Impressive twist in shifting PEM to stress intolerance, showing how stress is perfectly equivalent to exertion in almost all cases where it's used. An extremely biased choice that makes no sense outside of working with pre-achieved conclusions and given how much PEM has featured in LC data.

Just straight up bizarre:
In summary, we found a high subjective symptom load in patients presenting at the PCC outcome clinic but could not objectify cognitive deficits or laboratory anomalies. Most patients showed significant improvement over time. Notably, 61% of patients were positive for somatization according to the PHQ-D, indicating a substantial overlap with other PCC symptoms. These findings support pandemic-related stress and anxiety as important factors contributing to PCC.
Conversion disorder explicitly defined on absence of evidence for known diagnoses and using a depression questionnaire with overlapping questions leads to conclusions of pandemic-related stress and anxiety. Pulled straight out of a donkey.
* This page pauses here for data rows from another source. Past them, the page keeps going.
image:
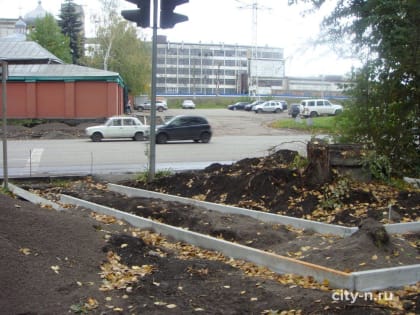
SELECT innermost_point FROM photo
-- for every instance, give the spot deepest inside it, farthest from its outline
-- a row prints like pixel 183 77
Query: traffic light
pixel 141 16
pixel 168 18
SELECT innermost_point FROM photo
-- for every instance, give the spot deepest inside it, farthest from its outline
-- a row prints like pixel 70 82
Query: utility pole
pixel 253 56
pixel 3 77
pixel 168 19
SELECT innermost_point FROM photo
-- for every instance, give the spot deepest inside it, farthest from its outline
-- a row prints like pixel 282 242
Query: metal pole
pixel 4 112
pixel 152 150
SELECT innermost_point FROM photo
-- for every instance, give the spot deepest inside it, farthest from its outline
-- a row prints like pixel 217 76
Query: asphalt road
pixel 237 135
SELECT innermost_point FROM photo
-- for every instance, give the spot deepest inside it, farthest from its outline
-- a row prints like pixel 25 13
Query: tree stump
pixel 318 171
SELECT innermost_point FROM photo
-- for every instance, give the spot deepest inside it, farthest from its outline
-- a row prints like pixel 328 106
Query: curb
pixel 35 199
pixel 357 281
pixel 318 227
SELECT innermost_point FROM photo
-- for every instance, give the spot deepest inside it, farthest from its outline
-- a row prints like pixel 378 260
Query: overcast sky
pixel 232 22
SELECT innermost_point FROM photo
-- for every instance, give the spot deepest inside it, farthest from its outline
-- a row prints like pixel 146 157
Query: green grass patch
pixel 318 124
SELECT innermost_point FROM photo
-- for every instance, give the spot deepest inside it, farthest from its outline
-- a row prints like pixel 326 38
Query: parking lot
pixel 227 122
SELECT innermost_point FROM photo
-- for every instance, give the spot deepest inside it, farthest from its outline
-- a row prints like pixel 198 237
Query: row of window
pixel 192 81
pixel 259 52
pixel 197 72
pixel 185 90
pixel 202 62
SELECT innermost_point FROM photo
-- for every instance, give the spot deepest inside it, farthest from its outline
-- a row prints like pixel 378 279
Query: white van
pixel 319 107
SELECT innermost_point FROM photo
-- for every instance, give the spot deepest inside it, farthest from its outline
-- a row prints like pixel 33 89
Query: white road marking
pixel 35 158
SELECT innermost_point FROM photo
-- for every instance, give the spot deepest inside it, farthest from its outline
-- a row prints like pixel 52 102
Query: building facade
pixel 217 69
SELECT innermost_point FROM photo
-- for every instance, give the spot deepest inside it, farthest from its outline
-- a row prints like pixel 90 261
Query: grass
pixel 319 124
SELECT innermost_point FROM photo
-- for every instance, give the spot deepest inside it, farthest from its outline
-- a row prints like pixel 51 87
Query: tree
pixel 117 47
pixel 48 34
pixel 384 108
pixel 71 23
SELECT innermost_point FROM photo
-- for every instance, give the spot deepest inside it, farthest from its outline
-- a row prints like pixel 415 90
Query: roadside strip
pixel 308 225
pixel 357 281
pixel 35 199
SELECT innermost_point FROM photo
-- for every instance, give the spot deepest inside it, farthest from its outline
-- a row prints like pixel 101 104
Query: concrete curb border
pixel 318 227
pixel 358 281
pixel 276 263
pixel 35 199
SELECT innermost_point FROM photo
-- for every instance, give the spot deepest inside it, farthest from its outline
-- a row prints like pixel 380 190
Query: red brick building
pixel 41 86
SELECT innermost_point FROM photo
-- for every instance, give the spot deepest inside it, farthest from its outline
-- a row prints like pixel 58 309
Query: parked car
pixel 294 110
pixel 183 127
pixel 188 104
pixel 249 106
pixel 319 107
pixel 160 106
pixel 268 107
pixel 237 106
pixel 119 127
pixel 284 104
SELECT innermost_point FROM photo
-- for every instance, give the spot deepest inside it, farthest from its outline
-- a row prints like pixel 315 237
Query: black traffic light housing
pixel 168 18
pixel 141 16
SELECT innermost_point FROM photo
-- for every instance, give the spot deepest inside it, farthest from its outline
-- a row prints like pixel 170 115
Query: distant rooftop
pixel 38 12
pixel 25 52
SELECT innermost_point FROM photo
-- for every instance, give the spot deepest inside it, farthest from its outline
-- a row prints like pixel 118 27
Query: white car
pixel 160 106
pixel 188 104
pixel 269 107
pixel 319 107
pixel 119 127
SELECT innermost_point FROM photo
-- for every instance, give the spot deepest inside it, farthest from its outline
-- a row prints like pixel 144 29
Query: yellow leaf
pixel 55 268
pixel 25 251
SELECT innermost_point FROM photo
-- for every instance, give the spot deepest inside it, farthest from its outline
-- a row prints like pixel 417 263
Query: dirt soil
pixel 76 261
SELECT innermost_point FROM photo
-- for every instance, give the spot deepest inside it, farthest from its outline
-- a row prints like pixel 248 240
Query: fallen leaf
pixel 55 269
pixel 25 251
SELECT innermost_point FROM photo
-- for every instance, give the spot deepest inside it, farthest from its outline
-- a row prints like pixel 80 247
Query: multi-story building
pixel 217 69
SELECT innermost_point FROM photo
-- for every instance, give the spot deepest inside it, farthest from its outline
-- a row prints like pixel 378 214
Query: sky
pixel 272 23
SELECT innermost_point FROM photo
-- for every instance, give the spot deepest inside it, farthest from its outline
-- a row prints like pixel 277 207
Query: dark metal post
pixel 152 138
pixel 4 112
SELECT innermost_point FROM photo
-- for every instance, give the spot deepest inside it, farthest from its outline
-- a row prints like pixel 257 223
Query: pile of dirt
pixel 99 265
pixel 276 184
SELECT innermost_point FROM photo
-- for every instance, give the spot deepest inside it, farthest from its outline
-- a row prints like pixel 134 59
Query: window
pixel 117 122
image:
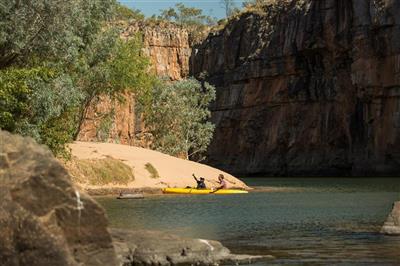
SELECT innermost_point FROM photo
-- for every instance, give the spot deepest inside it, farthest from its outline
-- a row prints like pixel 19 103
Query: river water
pixel 317 221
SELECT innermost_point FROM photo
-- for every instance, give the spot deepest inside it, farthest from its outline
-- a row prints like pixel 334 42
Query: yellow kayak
pixel 201 191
Actually things are even worse than that on drop-outs, they only have any follow-up data for 92, but of those only 55 filled in the questionnaires, so most of the data is literally missing:
The questionnaires were filled out in 55/92 (60.0%) of the patients at the second visit
And it continues further still, they actually only have full data sets for 21/175:
Due to the high drop-out rate (only 21/175 [12%] patients filled out the questionnaires three times), no score analyses were performed for the third visit
So they only have full data for 12% of participants.

So an absolute joke of a 'study'. Which is typical in psychosomatic ideology, a concept that obviously exists in extreme bias. They aren't hiding it much either:
The high rate of somatization supports a role for neurologists in the diagnosis of exclusion of organic disease but points out the need for a multidisciplinary team, including psychosomatic support, to properly manage this disease.
This is major crisis level of bias and regression. None of this is normal for any group of professionals, but it has become 'standardized' and 'well-validated' in health care. Completely absurd.